Why?
The Death of the Old Music Industry And Why I Make Music the Way I Do
For anyone watching music commentary online, there’s a recurring theme: the lament for a golden age. It’s usually delivered by men who lived through the height of the record industry. The era of large studios, big budgets, A&R departments, and the dream of being “discovered.” You’ll hear claims that modern music has lost its soul because everything is made on computers, or that young artists no longer play together in real rooms, or that the magic died when musicians stopped tracking live.
There’s a certain charm to the nostalgia. But it has very little to do with the reality of being a musician today.
The truth is simple, and it’s not poetic:
The old music industry collapsed because the money disappeared.
The Collapse
When Napster hit in the late 90s, music became free overnight. Not “cheaper.” Free. That psychological shift never reversed. Streaming arrived later and cemented a new truth: music was no longer something people purchased, it was something bundled in a subscription.
Record labels, in a panic, signed deals with the streaming giants that permanently devalued recorded music. Artists got pennies while corporations got equity. A&R departments dried up. Mid-tier careers evaporated. Studios closed. The infrastructure that supported musicians simply vanished.
Computers being used to make music didn’t kill the studio.
Economics did.
The Modern Landscape
In 2025, the only reliable path to being heard is:
Build your own platform
Make your own art
Self-produce
Self-release
And hope an algorithm smiles at you
There are no scouts at local gigs. There are no label advances. There is no development pipeline. There is no artistic safety net.
A touring musician today, even a successful independent one, often finishes a tour in debt. Mary Spender, a talented and well-supported YouTube artist, lost £12,000 touring her first album, despite doing everything “the proper way” with professional studios, session players, and polished production.
If someone with a sizable audience ends up £12,000 in the hole, what chance does a new artist have?
That isn’t a moral failing. It’s not a creative failing. It’s an economic reality.
The Myth of the Big Studio
Every few months, another video surfaces romanticizing Abbey Road, Olympic, Trident, the “hallowed spaces” of music history. I love those studios. I appreciate their legacy. But the idea that a modern artist should drain their savings to book a studio “for authenticity” is not just outdated, it’s irresponsible.
If you spend £10,000 recording in a studio, you will not recoup it from streaming. Not unless you are already famous.
For most independent musicians:
A day in a studio
A full-band session
A professional tour
…is no longer a business decision. It’s a personal indulgence.
And there’s nothing wrong with indulgence, as long as we call it what it is.
But to present that model as “the right way to make real music” is to sell a dream that no longer exists.
Realism Is Not Cynicism
I make music because I have to, because it’s the one honest dialogue I have with the world. I don’t make music to chase commercial trends or recreate a dead industry. I don’t work inside a record label system that vanished twenty years ago.

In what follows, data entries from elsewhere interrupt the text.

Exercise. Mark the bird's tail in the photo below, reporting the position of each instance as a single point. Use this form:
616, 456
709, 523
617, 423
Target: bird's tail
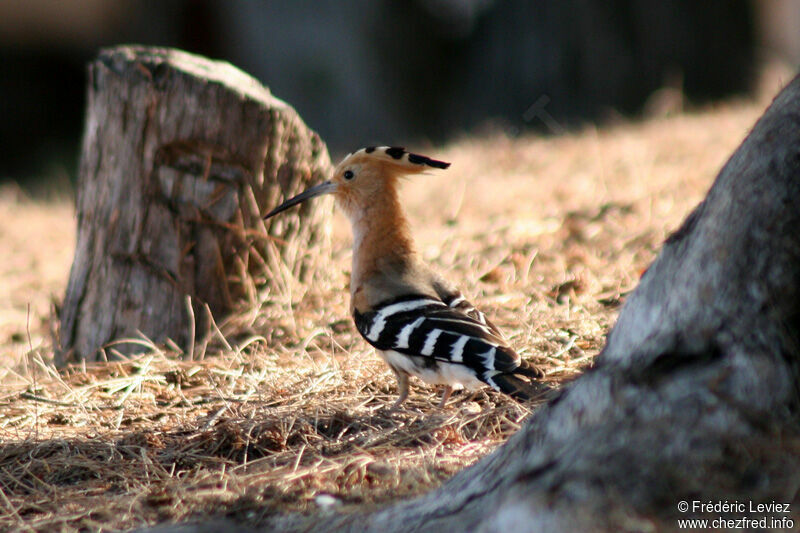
520, 389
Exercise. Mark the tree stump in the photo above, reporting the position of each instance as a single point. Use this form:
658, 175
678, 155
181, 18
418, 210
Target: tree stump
694, 400
181, 156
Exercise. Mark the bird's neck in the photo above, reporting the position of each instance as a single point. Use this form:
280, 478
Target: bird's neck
382, 241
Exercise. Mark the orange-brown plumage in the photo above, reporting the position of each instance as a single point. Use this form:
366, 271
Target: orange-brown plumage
420, 323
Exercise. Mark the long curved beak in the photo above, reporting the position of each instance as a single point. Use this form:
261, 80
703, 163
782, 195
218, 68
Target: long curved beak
317, 190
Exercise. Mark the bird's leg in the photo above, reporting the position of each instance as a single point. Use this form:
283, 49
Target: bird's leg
472, 396
402, 386
447, 391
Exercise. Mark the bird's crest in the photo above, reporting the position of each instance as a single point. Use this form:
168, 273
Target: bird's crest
395, 157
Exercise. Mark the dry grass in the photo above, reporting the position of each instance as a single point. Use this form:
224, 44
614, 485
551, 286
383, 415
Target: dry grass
285, 403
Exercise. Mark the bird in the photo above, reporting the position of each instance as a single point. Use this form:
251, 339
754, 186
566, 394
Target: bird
418, 322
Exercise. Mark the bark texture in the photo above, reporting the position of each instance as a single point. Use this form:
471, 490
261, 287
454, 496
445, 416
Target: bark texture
181, 156
694, 399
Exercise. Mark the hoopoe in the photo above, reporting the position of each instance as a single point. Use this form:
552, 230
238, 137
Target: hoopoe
420, 324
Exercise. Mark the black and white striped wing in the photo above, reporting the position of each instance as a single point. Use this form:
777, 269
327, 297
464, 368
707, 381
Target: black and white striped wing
425, 326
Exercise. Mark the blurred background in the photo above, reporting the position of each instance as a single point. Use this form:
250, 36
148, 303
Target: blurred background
406, 72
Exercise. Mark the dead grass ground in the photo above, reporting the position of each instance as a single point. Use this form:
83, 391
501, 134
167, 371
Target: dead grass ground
285, 404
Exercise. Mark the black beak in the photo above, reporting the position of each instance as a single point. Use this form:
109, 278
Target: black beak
323, 188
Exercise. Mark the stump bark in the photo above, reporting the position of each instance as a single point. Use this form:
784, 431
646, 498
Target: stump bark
181, 156
695, 398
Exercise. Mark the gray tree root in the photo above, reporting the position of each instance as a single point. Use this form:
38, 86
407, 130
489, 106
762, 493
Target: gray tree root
694, 398
181, 156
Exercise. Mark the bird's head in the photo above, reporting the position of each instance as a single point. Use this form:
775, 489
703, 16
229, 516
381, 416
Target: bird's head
365, 177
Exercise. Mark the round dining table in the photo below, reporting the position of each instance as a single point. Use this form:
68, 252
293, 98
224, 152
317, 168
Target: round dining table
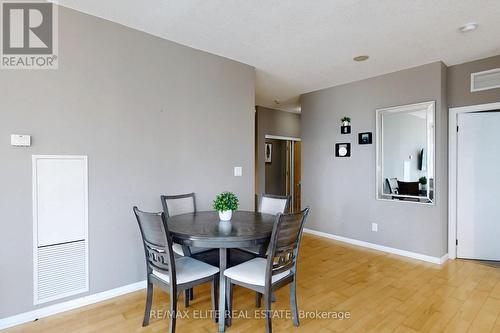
204, 229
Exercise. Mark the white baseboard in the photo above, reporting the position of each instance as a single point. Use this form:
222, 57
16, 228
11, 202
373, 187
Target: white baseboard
423, 257
69, 305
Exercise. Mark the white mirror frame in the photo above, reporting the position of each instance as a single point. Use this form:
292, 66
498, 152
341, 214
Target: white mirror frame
430, 108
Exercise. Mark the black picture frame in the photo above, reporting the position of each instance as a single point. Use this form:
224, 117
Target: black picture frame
345, 129
339, 146
365, 138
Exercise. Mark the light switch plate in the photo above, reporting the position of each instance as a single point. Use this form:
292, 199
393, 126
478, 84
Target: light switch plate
20, 140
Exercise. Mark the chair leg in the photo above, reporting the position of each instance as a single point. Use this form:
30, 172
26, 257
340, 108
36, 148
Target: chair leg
186, 298
149, 301
293, 302
229, 297
258, 297
267, 306
214, 297
173, 310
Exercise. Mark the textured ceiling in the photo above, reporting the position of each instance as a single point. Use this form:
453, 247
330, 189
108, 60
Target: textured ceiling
299, 46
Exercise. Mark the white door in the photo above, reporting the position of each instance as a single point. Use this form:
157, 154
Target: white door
478, 186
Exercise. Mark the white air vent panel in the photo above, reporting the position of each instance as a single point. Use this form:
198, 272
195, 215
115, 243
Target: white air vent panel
62, 270
485, 80
60, 227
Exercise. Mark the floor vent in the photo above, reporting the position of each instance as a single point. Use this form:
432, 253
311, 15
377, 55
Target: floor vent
61, 271
485, 80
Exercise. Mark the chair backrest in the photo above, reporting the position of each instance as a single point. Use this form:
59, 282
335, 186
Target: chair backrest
157, 243
274, 204
178, 204
285, 241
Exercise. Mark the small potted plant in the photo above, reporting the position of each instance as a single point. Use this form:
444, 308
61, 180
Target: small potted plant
423, 182
225, 203
346, 121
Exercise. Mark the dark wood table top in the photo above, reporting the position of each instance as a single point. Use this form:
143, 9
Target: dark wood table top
204, 229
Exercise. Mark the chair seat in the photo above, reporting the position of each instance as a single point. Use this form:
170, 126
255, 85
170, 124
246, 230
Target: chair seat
177, 248
188, 269
253, 272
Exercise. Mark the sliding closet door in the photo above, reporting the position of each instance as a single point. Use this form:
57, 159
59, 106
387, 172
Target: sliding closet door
60, 215
478, 186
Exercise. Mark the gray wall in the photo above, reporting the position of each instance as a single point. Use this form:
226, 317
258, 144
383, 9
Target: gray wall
153, 117
341, 191
271, 122
459, 93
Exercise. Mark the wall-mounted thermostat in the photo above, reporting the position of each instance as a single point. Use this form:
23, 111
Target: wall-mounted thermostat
20, 140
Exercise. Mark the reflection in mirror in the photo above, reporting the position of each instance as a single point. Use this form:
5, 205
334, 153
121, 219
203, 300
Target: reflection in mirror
405, 153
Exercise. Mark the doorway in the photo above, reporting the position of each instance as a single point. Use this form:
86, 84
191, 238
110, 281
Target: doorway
478, 182
283, 168
474, 181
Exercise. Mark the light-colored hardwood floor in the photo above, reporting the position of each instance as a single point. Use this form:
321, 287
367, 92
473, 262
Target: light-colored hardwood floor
382, 292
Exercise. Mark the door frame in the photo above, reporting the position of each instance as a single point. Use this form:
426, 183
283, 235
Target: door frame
292, 151
452, 168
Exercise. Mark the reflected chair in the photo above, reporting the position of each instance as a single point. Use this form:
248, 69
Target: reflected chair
279, 269
171, 274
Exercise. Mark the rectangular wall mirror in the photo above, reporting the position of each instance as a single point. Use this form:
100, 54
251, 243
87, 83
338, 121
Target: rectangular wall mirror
405, 153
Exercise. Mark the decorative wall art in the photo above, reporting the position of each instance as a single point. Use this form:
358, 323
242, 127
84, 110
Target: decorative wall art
343, 150
365, 138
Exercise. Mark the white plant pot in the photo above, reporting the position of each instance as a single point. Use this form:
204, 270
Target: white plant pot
226, 215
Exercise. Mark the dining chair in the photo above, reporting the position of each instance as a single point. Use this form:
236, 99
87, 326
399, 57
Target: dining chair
279, 269
270, 204
176, 205
164, 270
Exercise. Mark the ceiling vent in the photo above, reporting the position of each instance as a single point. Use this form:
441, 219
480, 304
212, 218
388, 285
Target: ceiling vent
485, 80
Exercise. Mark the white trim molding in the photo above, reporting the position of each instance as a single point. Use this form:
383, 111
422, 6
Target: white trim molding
452, 169
69, 305
414, 255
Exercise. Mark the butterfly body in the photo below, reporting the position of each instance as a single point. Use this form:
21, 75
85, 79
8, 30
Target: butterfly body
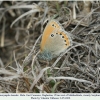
55, 40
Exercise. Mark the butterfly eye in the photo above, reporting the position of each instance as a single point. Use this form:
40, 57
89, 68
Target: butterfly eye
62, 36
65, 44
52, 35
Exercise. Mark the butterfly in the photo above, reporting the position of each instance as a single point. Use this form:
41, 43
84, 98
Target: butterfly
55, 40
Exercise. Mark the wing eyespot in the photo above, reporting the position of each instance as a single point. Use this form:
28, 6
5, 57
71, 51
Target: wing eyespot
52, 35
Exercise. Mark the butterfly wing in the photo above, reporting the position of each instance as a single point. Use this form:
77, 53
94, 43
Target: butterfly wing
54, 40
58, 42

I don’t go into debt to impress a nostalgia crowd.
I work:
In my own space
At my own pace
With the tools available
With the freedom that comes from independence
And with complete control of my own signal chain
The computer isn’t my enemy. The DAW isn’t a curse. Soft synths aren’t less “real” than microphones.

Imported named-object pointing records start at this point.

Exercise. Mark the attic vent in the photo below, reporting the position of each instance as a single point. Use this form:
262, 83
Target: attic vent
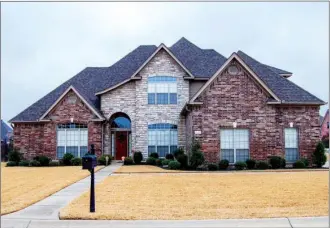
233, 70
72, 99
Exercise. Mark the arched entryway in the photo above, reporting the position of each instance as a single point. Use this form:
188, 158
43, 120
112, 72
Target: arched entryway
120, 128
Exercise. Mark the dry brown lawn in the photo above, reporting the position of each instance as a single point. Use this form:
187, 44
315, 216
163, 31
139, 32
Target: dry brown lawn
23, 186
205, 196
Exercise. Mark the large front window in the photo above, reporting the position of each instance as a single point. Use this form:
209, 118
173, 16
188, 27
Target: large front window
162, 138
291, 144
162, 90
72, 138
234, 144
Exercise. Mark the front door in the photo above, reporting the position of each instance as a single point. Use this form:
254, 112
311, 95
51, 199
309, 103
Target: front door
121, 144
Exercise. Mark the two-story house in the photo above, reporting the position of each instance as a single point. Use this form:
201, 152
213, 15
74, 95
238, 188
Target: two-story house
156, 99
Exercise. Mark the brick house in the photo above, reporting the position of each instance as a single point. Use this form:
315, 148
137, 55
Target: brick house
156, 99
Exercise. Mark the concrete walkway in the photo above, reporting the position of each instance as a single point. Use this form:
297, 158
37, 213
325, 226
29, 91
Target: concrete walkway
267, 223
48, 208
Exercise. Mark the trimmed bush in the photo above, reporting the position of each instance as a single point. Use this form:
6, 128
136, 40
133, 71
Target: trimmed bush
319, 157
67, 158
15, 156
212, 167
298, 164
251, 164
262, 165
169, 156
102, 160
35, 163
76, 161
154, 155
44, 160
54, 163
128, 161
159, 161
24, 163
240, 165
305, 161
275, 162
183, 159
166, 161
11, 163
174, 165
151, 161
138, 157
223, 164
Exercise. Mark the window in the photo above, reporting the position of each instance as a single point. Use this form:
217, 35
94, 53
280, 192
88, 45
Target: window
72, 138
234, 144
162, 138
291, 144
162, 90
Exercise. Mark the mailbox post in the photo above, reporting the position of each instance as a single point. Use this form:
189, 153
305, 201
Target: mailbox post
89, 162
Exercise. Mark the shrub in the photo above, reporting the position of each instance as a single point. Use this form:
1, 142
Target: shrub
183, 159
24, 163
166, 161
15, 156
169, 156
240, 165
35, 163
319, 157
54, 163
251, 164
67, 159
138, 157
178, 151
154, 155
44, 160
275, 162
11, 163
159, 161
76, 161
102, 160
128, 161
262, 165
174, 165
298, 165
305, 161
223, 164
212, 167
151, 161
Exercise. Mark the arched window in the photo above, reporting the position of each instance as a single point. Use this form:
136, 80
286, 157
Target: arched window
162, 90
72, 138
162, 138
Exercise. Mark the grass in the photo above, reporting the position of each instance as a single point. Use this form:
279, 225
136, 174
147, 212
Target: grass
205, 196
23, 186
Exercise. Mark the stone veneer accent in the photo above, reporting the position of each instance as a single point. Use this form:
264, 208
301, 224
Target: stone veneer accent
132, 99
239, 98
40, 138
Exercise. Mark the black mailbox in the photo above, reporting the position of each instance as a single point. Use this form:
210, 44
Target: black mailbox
89, 161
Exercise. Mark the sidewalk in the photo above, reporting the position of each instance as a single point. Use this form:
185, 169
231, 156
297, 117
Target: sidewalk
267, 223
48, 208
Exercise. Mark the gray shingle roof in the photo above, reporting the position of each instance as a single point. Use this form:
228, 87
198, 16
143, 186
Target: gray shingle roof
202, 63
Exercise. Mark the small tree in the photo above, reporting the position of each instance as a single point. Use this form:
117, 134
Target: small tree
319, 157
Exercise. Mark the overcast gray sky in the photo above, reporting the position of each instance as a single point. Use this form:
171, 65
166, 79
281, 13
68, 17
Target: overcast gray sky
44, 44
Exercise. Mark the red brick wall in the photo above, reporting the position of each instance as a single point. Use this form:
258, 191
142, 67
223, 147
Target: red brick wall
240, 99
40, 138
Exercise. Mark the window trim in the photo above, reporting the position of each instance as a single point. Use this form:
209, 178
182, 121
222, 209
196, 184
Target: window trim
234, 145
173, 80
171, 129
66, 138
297, 141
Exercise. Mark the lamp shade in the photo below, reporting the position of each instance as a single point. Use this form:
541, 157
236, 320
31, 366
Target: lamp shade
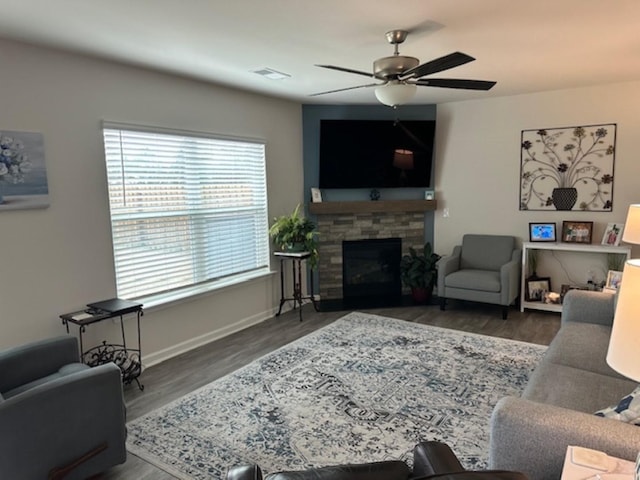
624, 345
632, 225
395, 93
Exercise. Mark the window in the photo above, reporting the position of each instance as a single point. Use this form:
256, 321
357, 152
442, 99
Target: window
188, 211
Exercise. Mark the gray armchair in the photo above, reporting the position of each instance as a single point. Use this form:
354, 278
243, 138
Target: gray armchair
58, 418
485, 268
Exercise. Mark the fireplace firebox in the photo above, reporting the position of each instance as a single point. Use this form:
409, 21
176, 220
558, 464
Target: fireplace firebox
371, 271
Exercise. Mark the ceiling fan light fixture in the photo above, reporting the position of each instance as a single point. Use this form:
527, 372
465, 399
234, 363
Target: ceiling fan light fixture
395, 93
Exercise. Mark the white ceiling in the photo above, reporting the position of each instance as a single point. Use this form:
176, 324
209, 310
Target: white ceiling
526, 46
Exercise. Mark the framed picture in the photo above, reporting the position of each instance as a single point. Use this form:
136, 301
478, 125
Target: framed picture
537, 288
614, 278
316, 195
542, 232
577, 232
612, 234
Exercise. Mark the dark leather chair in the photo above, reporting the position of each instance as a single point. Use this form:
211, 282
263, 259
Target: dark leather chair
431, 460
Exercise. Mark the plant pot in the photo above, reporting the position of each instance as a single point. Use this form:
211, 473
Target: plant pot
421, 294
294, 247
564, 198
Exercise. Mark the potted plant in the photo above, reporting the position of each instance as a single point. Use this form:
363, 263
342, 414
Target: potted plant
293, 233
418, 272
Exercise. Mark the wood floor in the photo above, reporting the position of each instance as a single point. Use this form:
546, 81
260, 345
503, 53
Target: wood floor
180, 375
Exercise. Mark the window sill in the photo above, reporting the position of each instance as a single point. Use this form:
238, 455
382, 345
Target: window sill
188, 293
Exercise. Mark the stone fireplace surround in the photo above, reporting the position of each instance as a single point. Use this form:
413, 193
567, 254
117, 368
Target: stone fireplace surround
338, 221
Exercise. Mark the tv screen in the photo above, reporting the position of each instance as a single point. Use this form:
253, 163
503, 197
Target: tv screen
376, 153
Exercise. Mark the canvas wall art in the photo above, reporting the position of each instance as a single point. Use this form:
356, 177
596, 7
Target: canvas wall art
568, 168
23, 174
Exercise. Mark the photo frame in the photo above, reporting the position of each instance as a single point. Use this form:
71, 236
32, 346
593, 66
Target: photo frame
316, 195
23, 173
566, 288
614, 278
536, 288
577, 232
542, 232
613, 234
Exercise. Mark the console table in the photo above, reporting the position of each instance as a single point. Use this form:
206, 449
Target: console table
566, 247
128, 359
296, 259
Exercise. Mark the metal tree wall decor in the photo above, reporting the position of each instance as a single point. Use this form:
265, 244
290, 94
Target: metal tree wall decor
568, 168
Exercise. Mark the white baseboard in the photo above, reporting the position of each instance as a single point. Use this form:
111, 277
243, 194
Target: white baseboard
183, 347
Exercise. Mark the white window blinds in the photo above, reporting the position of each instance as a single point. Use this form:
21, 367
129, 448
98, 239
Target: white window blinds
188, 212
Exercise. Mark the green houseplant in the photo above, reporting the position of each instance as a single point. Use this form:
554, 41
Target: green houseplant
294, 233
418, 272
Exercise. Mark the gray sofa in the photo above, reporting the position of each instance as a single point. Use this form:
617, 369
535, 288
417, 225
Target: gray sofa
58, 417
531, 433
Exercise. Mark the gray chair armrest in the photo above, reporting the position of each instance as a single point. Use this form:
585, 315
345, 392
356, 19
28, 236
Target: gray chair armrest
588, 307
23, 364
446, 265
533, 438
60, 421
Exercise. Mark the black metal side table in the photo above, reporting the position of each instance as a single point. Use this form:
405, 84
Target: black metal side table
296, 259
128, 359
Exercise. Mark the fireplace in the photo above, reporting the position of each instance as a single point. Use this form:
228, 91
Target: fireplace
371, 271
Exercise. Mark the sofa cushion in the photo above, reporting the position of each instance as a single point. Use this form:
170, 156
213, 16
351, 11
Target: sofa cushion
627, 409
574, 388
584, 346
68, 369
487, 281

They’re simply the logical tools of a time in which musicians have to build everything themselves.
Why I Do What I Do
I don’t have a label giving me a budget. I don’t have a studio paying for time. I don’t have a marketing team pushing releases. I don’t have an A&R rep waiting with a contract.
What I do have is:
Imagination
Autonomy
A lifelong relationship with music
And a deep desire to create something true
I make albums because the album format still says something. I work across genres because I refuse to shrink into a niche. I use technology because it allows me to make music at all. I embrace independence because that’s where the honesty lives now.
In the modern landscape, the only sustainable reason to make music is the same reason people made it before there was an industry:
Because it matters to you. Because it’s the one place where you can transmit the truth.
A Rebuttal to Nostalgia
The golden age of the recording industry is over. The economics that sustained it are gone. The ladders that once carried musicians upward no longer exist.

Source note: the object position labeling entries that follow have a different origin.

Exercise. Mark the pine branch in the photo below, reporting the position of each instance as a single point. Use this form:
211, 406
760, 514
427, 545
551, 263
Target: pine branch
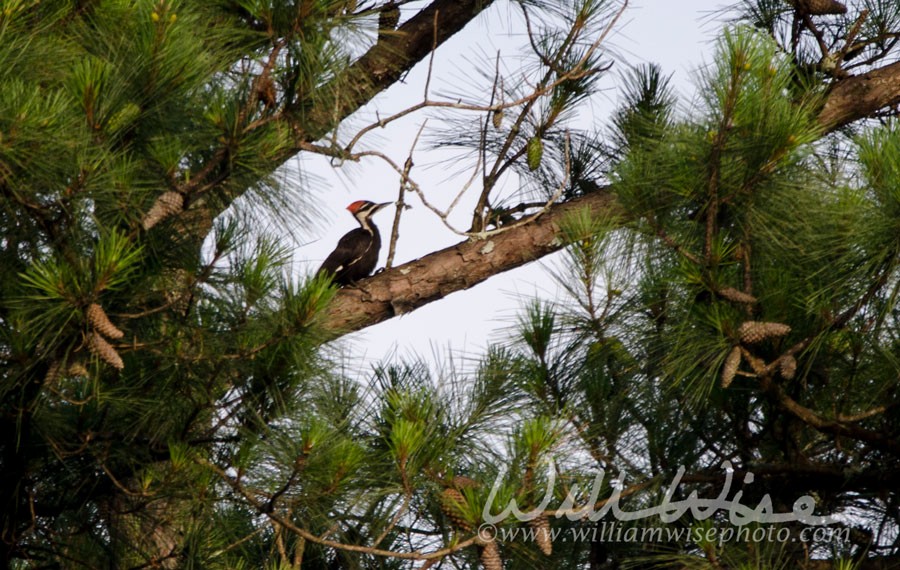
464, 265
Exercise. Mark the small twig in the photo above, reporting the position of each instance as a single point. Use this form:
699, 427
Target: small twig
287, 524
401, 203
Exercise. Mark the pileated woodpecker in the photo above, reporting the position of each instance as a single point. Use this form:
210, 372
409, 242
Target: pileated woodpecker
357, 252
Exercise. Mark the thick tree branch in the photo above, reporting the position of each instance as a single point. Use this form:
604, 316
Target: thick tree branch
861, 96
417, 283
412, 285
395, 54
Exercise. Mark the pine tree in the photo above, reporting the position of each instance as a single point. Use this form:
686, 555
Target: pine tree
166, 398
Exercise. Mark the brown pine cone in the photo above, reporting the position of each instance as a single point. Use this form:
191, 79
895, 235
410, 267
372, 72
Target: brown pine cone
101, 323
453, 505
541, 526
167, 204
788, 367
735, 296
819, 7
98, 345
490, 557
729, 369
752, 332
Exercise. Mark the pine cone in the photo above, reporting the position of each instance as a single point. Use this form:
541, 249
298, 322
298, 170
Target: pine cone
490, 557
101, 323
735, 296
541, 526
534, 152
819, 7
167, 204
98, 345
453, 504
388, 17
265, 92
788, 367
53, 373
497, 118
754, 331
463, 482
77, 369
729, 369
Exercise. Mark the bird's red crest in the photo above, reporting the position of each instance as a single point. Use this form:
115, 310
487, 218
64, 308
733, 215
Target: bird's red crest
355, 206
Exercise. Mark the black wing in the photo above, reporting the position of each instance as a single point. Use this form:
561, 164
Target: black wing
354, 257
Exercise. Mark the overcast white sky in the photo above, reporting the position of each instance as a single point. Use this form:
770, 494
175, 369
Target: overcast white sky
678, 35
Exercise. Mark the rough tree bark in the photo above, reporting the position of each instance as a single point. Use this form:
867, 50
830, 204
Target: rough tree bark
407, 287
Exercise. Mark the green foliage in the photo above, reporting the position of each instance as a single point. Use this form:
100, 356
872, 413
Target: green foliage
166, 399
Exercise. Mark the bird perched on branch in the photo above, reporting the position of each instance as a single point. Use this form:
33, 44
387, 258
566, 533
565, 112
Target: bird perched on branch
356, 254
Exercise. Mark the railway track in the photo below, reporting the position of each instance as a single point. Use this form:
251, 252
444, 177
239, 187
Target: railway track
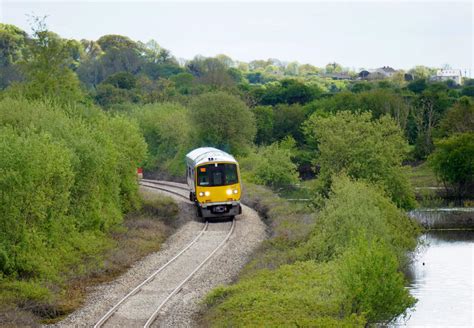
141, 307
169, 187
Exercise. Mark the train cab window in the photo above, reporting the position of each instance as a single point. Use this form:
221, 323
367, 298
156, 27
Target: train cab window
217, 174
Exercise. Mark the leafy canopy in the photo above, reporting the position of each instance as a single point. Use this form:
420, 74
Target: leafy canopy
363, 148
223, 121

But creation didn’t die with the industry. It simply changed form.
Real music is not defined by the room it was recorded in, the price of the machinery, or the decade of the gear. Real music is defined by intention, honesty, emotion, and imagination, whether it’s captured in Abbey Road Studio Two or on an iPad at 2 a.m.
I don’t chase the past. I don’t chase fame. I don’t chase the golden era.
I chase the truth and the transmission, whatever form it takes, and whatever tools are available.
That’s why I do what I do. And that’s why I’m here.